Les veuves ne sont pas à craindre

La vie après le décès d’un époux n’est pas chose aisée. Par exemple, trouver un nouvel époux peut poser problème chez nous, du fait d’interprétation erronées faisant craindre les veuves.

Les veuves peuvent être victimes du lévirat, accusées d’être guignardes, ou encore avoir du mal à se remarier. Les veuves, en plus de subir la volonté divine, subissent aussi les injustices de notre société.

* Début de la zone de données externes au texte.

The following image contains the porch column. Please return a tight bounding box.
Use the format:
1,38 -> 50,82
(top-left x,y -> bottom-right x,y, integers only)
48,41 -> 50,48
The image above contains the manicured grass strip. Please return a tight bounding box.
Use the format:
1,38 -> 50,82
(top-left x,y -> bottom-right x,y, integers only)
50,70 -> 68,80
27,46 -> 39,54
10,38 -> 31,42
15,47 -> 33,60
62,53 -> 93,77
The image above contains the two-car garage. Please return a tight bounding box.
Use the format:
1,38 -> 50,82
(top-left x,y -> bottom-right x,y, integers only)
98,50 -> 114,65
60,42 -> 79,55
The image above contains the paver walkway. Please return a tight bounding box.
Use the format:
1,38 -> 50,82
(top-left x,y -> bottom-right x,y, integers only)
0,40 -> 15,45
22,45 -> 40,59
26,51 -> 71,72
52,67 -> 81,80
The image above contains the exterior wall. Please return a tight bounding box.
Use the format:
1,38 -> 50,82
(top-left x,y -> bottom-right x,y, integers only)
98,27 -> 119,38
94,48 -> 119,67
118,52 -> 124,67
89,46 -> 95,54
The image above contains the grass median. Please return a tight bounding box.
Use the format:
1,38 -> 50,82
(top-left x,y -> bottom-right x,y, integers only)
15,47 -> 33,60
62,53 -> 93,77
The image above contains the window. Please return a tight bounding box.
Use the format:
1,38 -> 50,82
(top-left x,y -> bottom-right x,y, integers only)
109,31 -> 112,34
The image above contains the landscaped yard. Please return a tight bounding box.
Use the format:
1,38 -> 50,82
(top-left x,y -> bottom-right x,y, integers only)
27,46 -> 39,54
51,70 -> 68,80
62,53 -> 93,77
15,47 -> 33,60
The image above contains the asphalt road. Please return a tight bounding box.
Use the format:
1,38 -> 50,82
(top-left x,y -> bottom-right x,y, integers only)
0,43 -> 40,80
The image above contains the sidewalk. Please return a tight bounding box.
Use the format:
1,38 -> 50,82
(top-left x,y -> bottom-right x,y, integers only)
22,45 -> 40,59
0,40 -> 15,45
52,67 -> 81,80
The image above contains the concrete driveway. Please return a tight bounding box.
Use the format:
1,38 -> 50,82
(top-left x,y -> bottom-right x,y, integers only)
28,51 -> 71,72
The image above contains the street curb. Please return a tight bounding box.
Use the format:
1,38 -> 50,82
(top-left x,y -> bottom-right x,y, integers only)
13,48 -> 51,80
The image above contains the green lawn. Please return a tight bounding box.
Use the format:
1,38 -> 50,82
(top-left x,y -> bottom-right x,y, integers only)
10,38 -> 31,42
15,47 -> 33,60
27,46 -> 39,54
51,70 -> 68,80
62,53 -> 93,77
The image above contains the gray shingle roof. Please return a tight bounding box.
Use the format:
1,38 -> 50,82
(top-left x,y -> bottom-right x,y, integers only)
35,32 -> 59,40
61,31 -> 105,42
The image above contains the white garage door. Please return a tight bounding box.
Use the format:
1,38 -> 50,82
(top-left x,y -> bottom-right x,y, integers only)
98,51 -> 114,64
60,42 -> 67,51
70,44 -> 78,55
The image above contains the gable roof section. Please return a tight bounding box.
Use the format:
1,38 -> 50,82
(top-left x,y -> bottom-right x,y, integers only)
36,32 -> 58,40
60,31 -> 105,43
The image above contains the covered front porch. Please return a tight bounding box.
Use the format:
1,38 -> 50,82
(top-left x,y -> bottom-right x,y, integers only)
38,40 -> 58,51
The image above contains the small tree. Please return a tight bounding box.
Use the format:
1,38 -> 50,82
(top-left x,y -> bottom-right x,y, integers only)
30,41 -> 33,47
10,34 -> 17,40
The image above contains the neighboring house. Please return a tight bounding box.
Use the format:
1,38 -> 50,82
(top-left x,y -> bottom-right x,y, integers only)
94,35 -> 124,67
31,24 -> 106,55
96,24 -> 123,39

Quatre mois et dix jours enfermés dans une maison après le décès de l’époux, c’est le temps du veuvage selon les prescriptions de la religion musulmane. La perte du conjoint est déjà une dure épreuve. En plus, cette période peut être est un calvaire, une période de mélancolie et de remords.

En voie de disparition

Dans certaines cultures, la femme du défunt revient de droit à son jeune frère. Pour se défendre, les familles se disent vouloir garantir l’avenir des enfants et assurer la stabilité de la femme.

Mais, avec les réalités du monde actuel, les jeunes s’opposent à cette pratique dite ancestrale, qu’ils qualifient d’obsolète. Ainsi, de nos jours, le lévirat est en voie de disparition. Car, pour les veuves, se remarier demande aujourd’hui un consentement. Pour beaucoup de veuves, il ne s’agit pas seulement pour elles d’avoir un mari comme le pensent certains. « Je préfère mourir célibataire que de m’engager dans une relation qui ne m’amènera que souffrance. Comme on le dit, une personne avertie en vaut deux », déclare une veuve ayant requis l’anonymat.

D’autres, au contraire, sont obligées d’accepter par peur de retomber dans le célibat, en raison du fait qu’au Mali il est difficile pour une veuve d’avoir un époux du jour au lendemain.

Veuve noire ou femme guignarde 

Les femmes vivant dans la viduité sont le plus souvent indexées comme porteuses de malheur. D’autres deviennent le bouc émissaire de toute la belle-famille. « J’ai perdu mon mari dans un accident de la circulation, après deux mois de mariage. Après ma sortie du veuvage, je me sentais repoussé par sa famille. », explique Fanta, une veuve qui est confrontée à des problèmes après le décès de son mari. « Je ne connais pas exactement la raison pour laquelle je suis tant repoussée. Mais, bien avant notre union matrimoniale, ma belle-mère s’y était opposée. Je pense que c’est peut-être pourquoi elle me traite exprès de guignarde après le décès de son fils », se lamente-t-elle.

À l’instar de Fanta, beaucoup de veuves sont pointées du doigt parce qu’elles ont perdu leur mari par quelque circonstance. Hélas, comme le dit l’écrivaine sénégalaise Mariama Bâ dans son roman intitulé Une si longue lettre, « on ne prend pas rendez-vous avec le destin. Le destin empoigne qui il veut, quand il veut. Dans le sens de vos désirs, il vous apporte la plénitude. Mais le plus souvent, il déséquilibre et heurte. Alors, on subit ». Il faut donc faire avec ?

Bakary Coulibaly, un homme âgé originaire du Beledougou, une contrée bamanan située dans la région de Koulikoro. « Autrefois, explique-t-il, la femme était traitée de guignarde lorsque ses esprits n’étaient pas compatibles avec ceux de son futur homme. C’est pourquoi l’on faisait des sacrifices pour trouver un point de comptabilité ». Selon ses propos, ces réalités n’auraient aujourd’hui aucun effet dans ce monde dominé par la modernité et l’influence des religions monothéistes.

Le remariage, une autre histoire

« Épouser une veuve n’est pas un choix que je ferai, encore moins celui d’un membre de ma famille », martèle Yacouba Traoré, jeune célibataire. Selon ses dires, vivre avec une veuve est risqué. Cette dernière peut être une personne abritant des mauvais esprits.

En plus de la répugnance vis-à-vis des veuves, s’ajoute le difficile accès à une nouvelle vie amoureuse. Aujourd’hui, parmi les choix privilégiés par les hommes pour trouver des partenaires, les veuves ne sont pas figurées. Alors, craignant de n’être malmenées et humiliées dans la quête de l’amour, certaines préfèrent se retenir de tout effort afin de garder leur dignité de femme.

L’atrocité de la viduité s’explique dans un contexte culturellement insensé. Aucune femme n’est porteuse de malheur. La vie est une réalité, la mort en est une autre et, entre les deux, personne ne peut en détourner le sens.